If action had not been taken by July 1, students across the country would have been forced into a more expensive situation. 2012 Presidential candidates Barack Obama and Mitt Romney are fully aware of the dire student debt situation, and though both candidates are against any increase in student loan interest rates, each is making strides to win voters with his own strategies to cope with the crisis.
At the University of Mississippi, students are watching this situation very closely. Students in Oxford, like all college students, will carefully consider this issue when deciding who to vote for in November.
“I definitely want a leader who will fight for me and other students to make our futures better,” business management junior Bill Sullivan said. “In November, I will vote for the candidate that best represents my ideas on this issue.”
The Office of Financial Aid at Ole Miss deals with thousands of students who have taken out student loans to help pay for their education. Though it is not uncommon for college students to consider student debt issues when deciding which political leader to vote for, it is especially important during this election cycle considering the statistics students are facing.
The cost of a college education has been rising by about 9 percent per year over the last ten years, according to the Department of Education. The University of Mississippi’s tuition is increasing by 8.5 percent starting this fall.
On average, one year at a public university now costs more than $15,000. While the yearly in-state tuition rates at Ole Miss fall well below that mark, students in Oxford are still dealing with financial uncertainty in a shaky economy. According to Project on Student Debt, two-thirds of college seniors graduated with loans in 2010, and they carried an average of $25,250 in debt.
In addition to having the weight of thousands of dollars on their shoulders in the future, students also face the highest unemployment rate for young college graduates in recent history at 9.1 percent. Employment is another platform that many students are eying for the upcoming election.
“It’s really hard knowing that I will have to repay tens of thousands of dollars in student loan debt when I will probably struggle to find a job in this economy,” graduate student Sarah Dreary said. “Even with a masters degree, I know nothing is guaranteed.”
Dreary said she is still uncertain who she will vote for in November, but did mention that the student debt crisis would be one of her major concerns.
Obama recently addressed a group of students at the White House about the student loan crisis, and pointed fingers at the Republicans for the long, drawn-out process of putting a stop to the interest increase.

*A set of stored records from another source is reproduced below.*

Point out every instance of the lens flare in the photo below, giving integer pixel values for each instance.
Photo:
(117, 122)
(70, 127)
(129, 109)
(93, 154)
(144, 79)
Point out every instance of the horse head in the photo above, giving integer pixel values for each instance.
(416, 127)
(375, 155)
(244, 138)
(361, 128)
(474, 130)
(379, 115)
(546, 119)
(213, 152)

“Congress has had time to fix this for months,” he said, according to a CBS News article.
Political analysts believe Obama was taking a shot at Republicans to increase his own stock for re-election.
However, the Republicanled House of Representatives argued that they already passed a bill that would solve the problem that loomed on July 1, and that President Obama used the Senate’s slow action as leverage to gain voters for November.
Supporters of Romney have seemed to bank on the idea that the student debt crisis is a result of Obama’s failure to deliver on his promises when he was elected in 2008.